A new ranking of best hospitals was issued not long ago by U.S. News and World Report — with 17 hospitals on an honor roll. Valuable? Maybe.
Which ones should you believe?
But which ones should you believe? The rankings vary quite a bit, depending on what they measure, according to Ashish Jha, a doctor who blogs at the Harvard School of Public Health and wrote this post about rankings.
“Three major organizations recently released groundbreaking hospital rankings:” he writes. ” The Leapfrog Group, a well-respected organization focused on promoting safer hospital care, assigned hospitals grades (“A” through “F”) based on how well it cared for patients without harming them*. Consumer Reports, famous for testing cars and appliances, came out with its first “safety score” for hospitals. U.S. News & World Report, probably the most widely known source for rating colleges, released its annual hospital rankings, but this time with an important change in methodology. While others have also gotten into this game, these three organizations bring the highest amount of care, transparency, and credibility.”

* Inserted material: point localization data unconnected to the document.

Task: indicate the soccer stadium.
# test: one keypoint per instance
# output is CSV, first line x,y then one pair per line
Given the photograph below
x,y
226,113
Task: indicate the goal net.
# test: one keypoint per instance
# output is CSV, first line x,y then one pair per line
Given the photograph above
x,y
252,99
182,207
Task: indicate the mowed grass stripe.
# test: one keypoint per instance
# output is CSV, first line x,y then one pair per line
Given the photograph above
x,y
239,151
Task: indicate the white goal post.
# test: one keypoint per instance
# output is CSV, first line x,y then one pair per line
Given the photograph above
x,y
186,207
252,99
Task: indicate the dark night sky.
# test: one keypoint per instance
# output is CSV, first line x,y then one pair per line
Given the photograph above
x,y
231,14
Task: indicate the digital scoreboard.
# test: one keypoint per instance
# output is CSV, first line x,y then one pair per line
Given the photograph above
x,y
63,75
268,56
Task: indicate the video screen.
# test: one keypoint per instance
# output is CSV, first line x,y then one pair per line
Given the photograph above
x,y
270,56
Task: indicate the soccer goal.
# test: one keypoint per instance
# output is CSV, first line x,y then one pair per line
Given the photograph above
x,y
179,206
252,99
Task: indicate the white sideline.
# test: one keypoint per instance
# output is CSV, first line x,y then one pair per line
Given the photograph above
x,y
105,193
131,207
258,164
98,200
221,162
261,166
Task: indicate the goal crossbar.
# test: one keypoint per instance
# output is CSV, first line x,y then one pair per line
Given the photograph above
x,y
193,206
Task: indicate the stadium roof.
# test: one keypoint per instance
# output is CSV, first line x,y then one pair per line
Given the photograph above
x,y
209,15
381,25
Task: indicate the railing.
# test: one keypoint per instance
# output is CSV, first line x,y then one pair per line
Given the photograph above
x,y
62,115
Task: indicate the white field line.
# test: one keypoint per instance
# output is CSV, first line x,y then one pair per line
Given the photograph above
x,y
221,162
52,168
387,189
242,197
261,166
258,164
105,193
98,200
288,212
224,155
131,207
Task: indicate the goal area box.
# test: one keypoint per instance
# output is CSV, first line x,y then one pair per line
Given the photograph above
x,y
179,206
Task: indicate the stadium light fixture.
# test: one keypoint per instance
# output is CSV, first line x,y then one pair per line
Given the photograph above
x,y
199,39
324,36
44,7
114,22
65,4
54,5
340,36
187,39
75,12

The piece is well worth reading, if you’re a careful consumer.
“Different approaches lead to different winners and losers,” he writes, adding a table for comparison. “In the Leapfrog scores, there aren’t large variations by hospital type (i.e. size, teaching status). There aren’t large regional variations either – in every part of the country, there are lots of winners and losers. It is worth noting that safety-net hospitals (as we have previously defined) generally do worse on Leapfrog (19% of those who got an ‘A’ were safety-net hospitals, compared to 31% who got a ‘C’).
“Because CR emphasizes infections but also patient experiences and readmissions, big ‘winners’ on their score are small, community-based hospitals with very few minority or poor patients. Hospitals in the Midwest do particularly well. Major teaching hospitals do extremely poorly (three times more likely to end up in the worst quartile). These worst quartile hospitals also have a lot more minority and poor patients – most likely because hospitals that care for poor patients have higher readmission rates (remember, poor social supports at home likely drive this) and worse patient experience scores.
“U.S. News top-ranked hospitals are usually big, academic teaching hospitals. On this metric, at least, it’s nearly impossible for a small community hospital to be rated as one of the best in the country.”
He concludes: more information is good, but be careful how you use it.